That the colony did not remain a mere penal settlement with a mental atmosphere like that of sheol was primarily due to the enterprise of a Yankee from Newburyport, Mass., Mr. William Wheelwright, who founded the steamship line called the Pacific Steam Navigation Company. This company began running steamers through the Straits of Magellan in 1868, and they all stopped at the colony perforce, because it was a convenient place to take on coal from hulks that were kept there for the purpose. It was natural that a trade in fresh meats and vegetables should grow out of the coming of the steamers. And that trade was to Punta Arenas what a long drink of Chili claret is to the wayfarer from the Patagonia desert. It brought a new life to the place. On the day the first steamer called the population was 195 souls. In 1872 it numbered 800.
Then other elements of growth appeared. There was the gold, for instance, as told in the last chapter. The gold did not bring a stampede, but it affected the population in a curious fashion.
"Men don't have to slave it for a boss in a gold camp. When they get out of grub they can take a pick and shovel and go dig some gold," said Mr. H. Grey, a Yankee merchant there. As the abundance of food affects the increase of wild animals, so the certainty of earning a living affects the growth of a human population.
But Punta Arenas grew from one cause that had nothing natural about it, save as some seafaring people seem to be naturally of a devilish disposition. One of the most prominent promoters of the growth of Punta Arenas was the hard-fisted Yankee skipper—he who commanded the sealer and whale ship fitted out in New London or New Bedford to skin the rookeries of Staten Island and others farther south. Not that the skipper deserved thanks or praise from the people of Punta Arenas or any other people in this matter. He did not do it intending to promote the prosperity of Punta Arenas or its people. The skipper who helped the growth of Punta Arenas was an infamous scoundrel, who got sailors to toil and drudge for him until they had filled his ship with skins and oil, and then by cruelty that is shocking to consider drove them ashore at Punta Arenas that he might rob them of their hard-earned wages. Some other sea captains than Yankees have driven sailors ashore there, too, but the Yankees have done the most of it.
PUNTA ARENAS, STRAIT OF MAGELLAN.
Nine tenths of the population with whom I talked had been sailors. Not all had been hazed from ships, but the majority had.
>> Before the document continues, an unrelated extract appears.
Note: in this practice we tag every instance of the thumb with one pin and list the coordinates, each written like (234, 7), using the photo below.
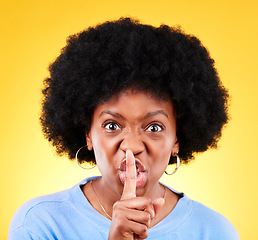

Last of all came the one industry that was to make Punta Arenas the antarctic metropolis. Mr. H. L. Reynard, an Englishman living in Punta Arenas, rented Elizabeth Island early in the seventies, and brought some sheep there from the Falklands. The sheep took kindly to their new home, and increased so rapidly that Mr. Reynard soon had to move some of them to the mainland. They say he now owns over 100,000 sheep, besides horses and cattle galore, and enjoys—really enjoys—an income of not far from £400 per week.
The people of Punta Arenas did not wait until Mr. Reynard became rich before following his example. They began to invest in sheep as soon as they saw that sheep were profitable, and so far as I could learn every man there who had gone into the business and had given it ordinary care had made money. So the sheep spread far and wide over the region, and men came to care for them and Punta Arenas was the point to which all these men came for supplies. And, as has happened elsewhere, so here the rearing of cattle and horses goes along with the rearing of sheep.